The missing oil money saga

I doubt that Sanusi Lamido Sanusi, the former governor of the Central Bank of Nigeria (CBN), will apologise to Nigerians for apparently mistakenly alleging that the Nigerian National Petroleum Corporation (NNPC) failed to remit colossal amounts of oil revenue to the treasury between January 2012 and July 2013. But it is the case that a forensic audit of the NNPC conducted by the global accountancy company PriceWaterhouseCoopers released in April found that the corporation did not withhold money but actually overpaid the state.

Mr Sanusi said in a letter to President Goodluck Jonathan in September 2013 that over the 19 month period state-owned NNPC lifted US$65bn worth of crude oil on behalf of the government but remitted only US$15.2bn revenue, leaving US$49.8bn unaccounted for and outstanding. Media reports of the then CBN governor’s astonishing assertion fuelled speculation that almost US$50bn of public money had gone missing, no doubt pocketed by corrupt politicians, government officials and NNPC administrators. After the NNPC disputed the allegation, Mr Sanusi in December lowered his estimate of the shortfall to US$12bn. Later in February 2014 he told the Senate it was US$20bn that the NNPC needed to account for.

This saga of the missing oil money raises a number of questions. How and why did Mr Sanusi, an international award winning central banker, get his revenue figures so wrong? Why was he able to maintain his credibility even though he revised his allegation at least twice? Why was the public so ready to believe that the national oil company stole such a huge sum of money?

From the start it should have been clear that the claim that US$49.8bn was missing from the state coffers was improbable. This would have amounted to a loss of US$2.62bn a month or US$31.45bn for the whole of 2012. Nigeria’s entire gross federation revenue in 2012 was about US$65bn, including both oil and non-oil incomes. It was far fetched to think that almost half of the state’s total income could go missing from a single source of leakage. If it were true, how much money would have been available to pay for the running of the bureaucracy, fund capital projects, service debts, maintain subsidy payments and other real government expenditures, when account is also made of revenue losses through other leakages, such as numerous embezzlements by non-oil related federal and state officials?

The fact that the PriceWaterhouseCoopers audit exonerated the NNPC of the specific charge of not remitting oil money does not mean the state corporation is fit for purpose – it is not. Indeed, the report criticised the way the NNPC operates and recommended an urgent restructuring. It also stated that the corporation should refund to government US$1.48bn due from unsubstantiated costs, duplicate subsidy claims and computation errors made in its upstream operations.

The missing oil money saga showed that the management of Nigeria’s finances is so lacking in transparency that major agencies of the state have very different information on public revenue flows. This opaqueness has led to publications of various reports in recent years that allege grand scale corruption in Africa’s largest economy. These headline grabbing allegations have not served to make the public more aware of the operation of corruption in the oil business but have made people more accustomed to the notion that their country is losing staggering sums of revenue from the nefarious activities of those in power.

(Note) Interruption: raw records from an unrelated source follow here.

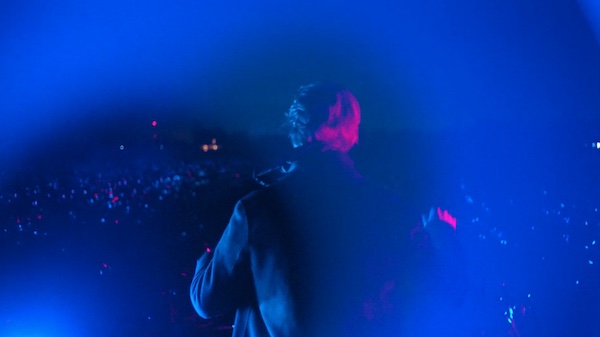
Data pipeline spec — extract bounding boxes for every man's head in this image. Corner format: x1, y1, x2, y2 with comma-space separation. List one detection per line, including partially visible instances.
286, 83, 360, 152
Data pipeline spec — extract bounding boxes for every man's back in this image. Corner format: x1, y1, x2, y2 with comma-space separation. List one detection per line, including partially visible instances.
242, 154, 432, 336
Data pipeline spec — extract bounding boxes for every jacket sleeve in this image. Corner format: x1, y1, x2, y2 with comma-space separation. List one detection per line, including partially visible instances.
190, 202, 251, 318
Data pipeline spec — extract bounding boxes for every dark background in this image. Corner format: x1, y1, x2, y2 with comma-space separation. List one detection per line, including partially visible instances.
0, 0, 600, 336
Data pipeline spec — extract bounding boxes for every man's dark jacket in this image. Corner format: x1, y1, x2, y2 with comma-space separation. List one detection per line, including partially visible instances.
191, 152, 440, 337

It seems that people are reconciled to the existence of grand graft. How else can we explain why an allegation by the central bank, believed by many to be true, that nearly half or a quarter of state revenue had disappeared did not trigger street protests but mainly fatalistic resignation? In most other countries such a controversy would not been limited to the pages of newspapers. Trade unions and other civil society organisations would have been up in arms demanding accountability and for heads to roll.

The current state of public consciousness in Nigeria with regards to corruption does not act as a deterrent against routine abuse of power in the country. On the contrary, it encourages complacency with regard to relatively smaller levels of theft and misappropriation of public resources that is the real problem facing the country. With frequent headlines of billions of petrodollars being misappropriated, the siphoning of millions by many different officials and theft of a few thousand barrels of crude may seem unremarkable and go almost unnoticed. But the reality is that corruption is the daily theft of money from many different sources which individually amount to thousands or millions of dollars and when aggregated add up to a colossal loss of potential resources for development.

Spurious allegations of super scale thefts of oil revenue also encourage the belief among ordinary people that the government is loaded with money and the failure of the country to achieve rapid development is simply due to the mismanagement of oil windfalls. The thinking is, if the loss of a quarter to a half of federation revenues to corruption between 2012 and 2013 did not result in the collapse of the state system, this surely indicates that Nigeria is buttressed by huge financial reserves. Of course, this is not the case. The problem is not that governments have plenty of money which they poorly manage; rather it is that they mismanage very scarce resources.